Le quotidien irakien Dar Al-Mada a publié, dimanche 25 janvier 2004, une liste de 270 personnalités et sociétés étrangères ayant été rémunérées par Saddam Hussein, depuis 1999. Elles auraient été gratifiées en millions de barils de pétrole en plein programme « pétrole contre nourriture », donc au détriment de l’alimentation de la population. Pour étayer ses accusations, le quotidien reproduit des fac-similés de documents.
Le lendemain, le Conseil de gouvernement provisoire confirme ces éléments. Abdul-Sahib Salman Qutub, porte-parole du ministère du Pétrole, annonce qu’il dévoilera prochainement une liste plus complète et poursuivra en justice les bandits qui ont spolié le peuple irakien.
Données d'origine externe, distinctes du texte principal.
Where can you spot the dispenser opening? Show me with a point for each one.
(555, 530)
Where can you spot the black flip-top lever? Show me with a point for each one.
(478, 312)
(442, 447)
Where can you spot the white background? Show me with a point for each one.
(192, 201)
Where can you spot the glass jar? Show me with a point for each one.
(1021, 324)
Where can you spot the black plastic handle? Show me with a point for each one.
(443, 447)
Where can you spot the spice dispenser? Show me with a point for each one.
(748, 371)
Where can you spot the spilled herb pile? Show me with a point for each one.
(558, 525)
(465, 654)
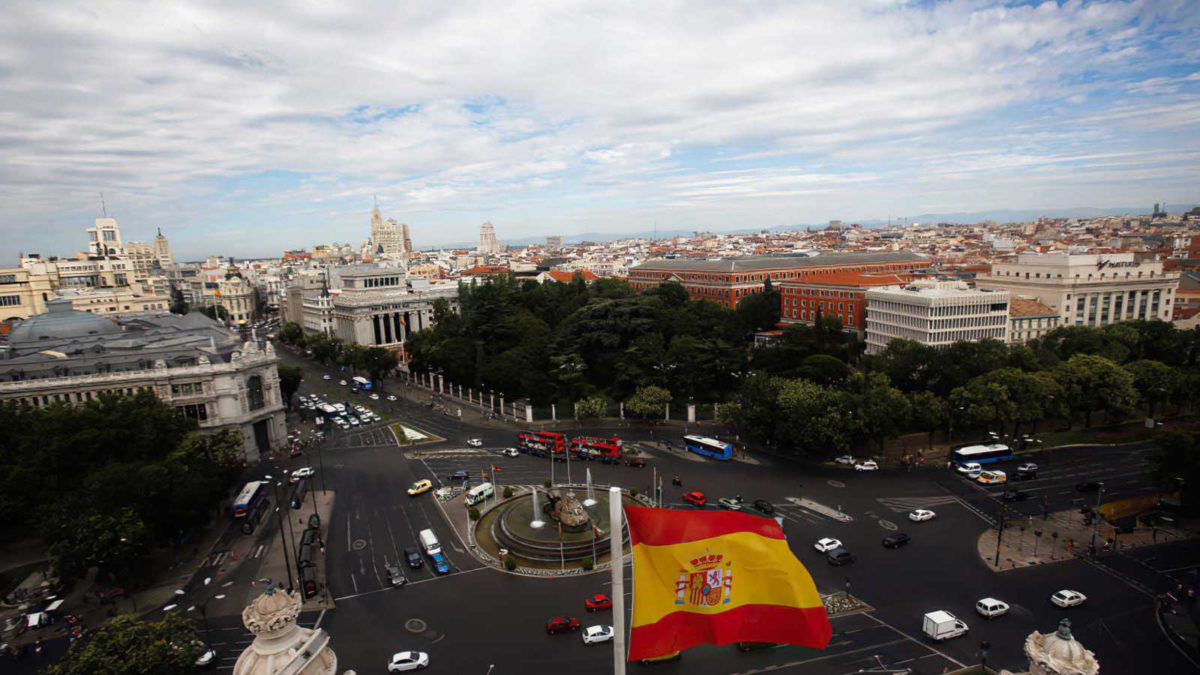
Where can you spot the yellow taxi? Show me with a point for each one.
(420, 487)
(993, 477)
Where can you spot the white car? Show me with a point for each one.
(405, 661)
(991, 607)
(595, 634)
(1066, 598)
(827, 544)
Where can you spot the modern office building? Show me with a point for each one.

Sur la base de cette validation officielle, le quotidien parisien Le Monde relaye mardi ces imputations tout en reproduisant les démentis de personnalités françaises mises en cause (édition datée du mercredi). Mercredi, la presse occidentale s’empare de l’information. Certains journaux états-uniens n’hésitent pas à titrer : « Des documents du gouvernement irakien : Saddam avait acheté la France ».
Pourtant, l’accusation contenue dans cette liste ne résiste pas une minute à la réflexion : par exemple, le quotidien assure que le député britannique pacifiste George Galloway a reçu 15 millions de barils de pétrole. Pour les transporter, il aurait fallu que le parlementaire parvienne à faufiler 7 super-tankers entre les bâtiments de la Coalition anglo-américaine sans se faire remarquer. Et il aurait encore fallu qu’il les écoule secrètement sur le marché international en violation de l’embargo onusien. Il en est de même pour les autres accusés.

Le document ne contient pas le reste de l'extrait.